Our heroes are Elliot Moore ( Mark Wahlberg), an amiable high-school science teacher, and his endearingly spacey young wife, Alma (Zooey Deschanel). Also on hand are a teacher colleague, Julian ( John Leguizamo, in a strongly sketched performance), and his quiet 8-year-old, Jess (Ashlyn Sanchez). They're an appealing foursome who drive the action as they flee their homes and try to keep their wits.
Shyamalan ("The Sixth Sense," "Signs") knows how to create an atmosphere of fear, but his approach here is unusual. His camera seems detached, almost glum, yet his townsfolk are colorful oddballs of an almost Lynchian caliber. Some are quite funny, like the farmer who noshes on a hot dog during a crisis, while others are downright ghastly (Broadway veteran Betty Buckley plays a memorable madwoman). The extra layer of surreality is entertaining, but it keeps the frights from feeling real.

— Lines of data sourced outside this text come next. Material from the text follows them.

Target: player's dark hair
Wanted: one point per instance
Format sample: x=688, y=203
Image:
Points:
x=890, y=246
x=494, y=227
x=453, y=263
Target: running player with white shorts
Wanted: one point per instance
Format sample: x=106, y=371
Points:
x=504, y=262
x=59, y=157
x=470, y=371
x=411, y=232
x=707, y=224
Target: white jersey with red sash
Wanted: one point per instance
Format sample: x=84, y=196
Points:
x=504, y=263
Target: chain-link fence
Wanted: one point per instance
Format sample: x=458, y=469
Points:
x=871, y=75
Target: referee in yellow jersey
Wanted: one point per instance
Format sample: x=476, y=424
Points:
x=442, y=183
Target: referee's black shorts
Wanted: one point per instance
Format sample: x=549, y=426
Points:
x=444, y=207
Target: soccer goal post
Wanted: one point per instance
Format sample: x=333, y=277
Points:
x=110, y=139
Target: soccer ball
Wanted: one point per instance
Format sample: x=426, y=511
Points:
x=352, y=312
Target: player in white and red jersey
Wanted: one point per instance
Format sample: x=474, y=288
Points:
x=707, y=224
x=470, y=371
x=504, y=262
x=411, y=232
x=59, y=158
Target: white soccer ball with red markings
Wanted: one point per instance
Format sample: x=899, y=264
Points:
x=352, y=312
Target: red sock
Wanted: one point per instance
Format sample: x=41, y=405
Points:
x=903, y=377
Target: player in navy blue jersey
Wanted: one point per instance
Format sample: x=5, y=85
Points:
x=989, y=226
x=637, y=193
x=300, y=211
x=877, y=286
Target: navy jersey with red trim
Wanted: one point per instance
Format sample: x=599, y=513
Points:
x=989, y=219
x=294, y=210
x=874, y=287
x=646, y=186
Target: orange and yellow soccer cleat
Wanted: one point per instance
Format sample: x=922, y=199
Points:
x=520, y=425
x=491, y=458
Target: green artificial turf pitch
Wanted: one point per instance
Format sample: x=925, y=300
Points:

Is that the film's point? At times it borders on metaphor, with shades of 9/11 (a shower of plummeting bodies) and a blatant ecological theme. But it never quite jells. "The Happening" wants to scare us without providing a cause - a trick only Hitchcock has managed.
PLOT A wave of suicides inexplicably plagues the Northeast. (R)
CAST Mark Wahlberg, Zooey Deschanel, John Leguizamo
LENGTH 1:39
PLAYING AT Area theaters
BOTTOM LINE M. Night Shyamalan mixes "The Birds" with "War of the Worlds," but the premise is too thin to deliver any real chills.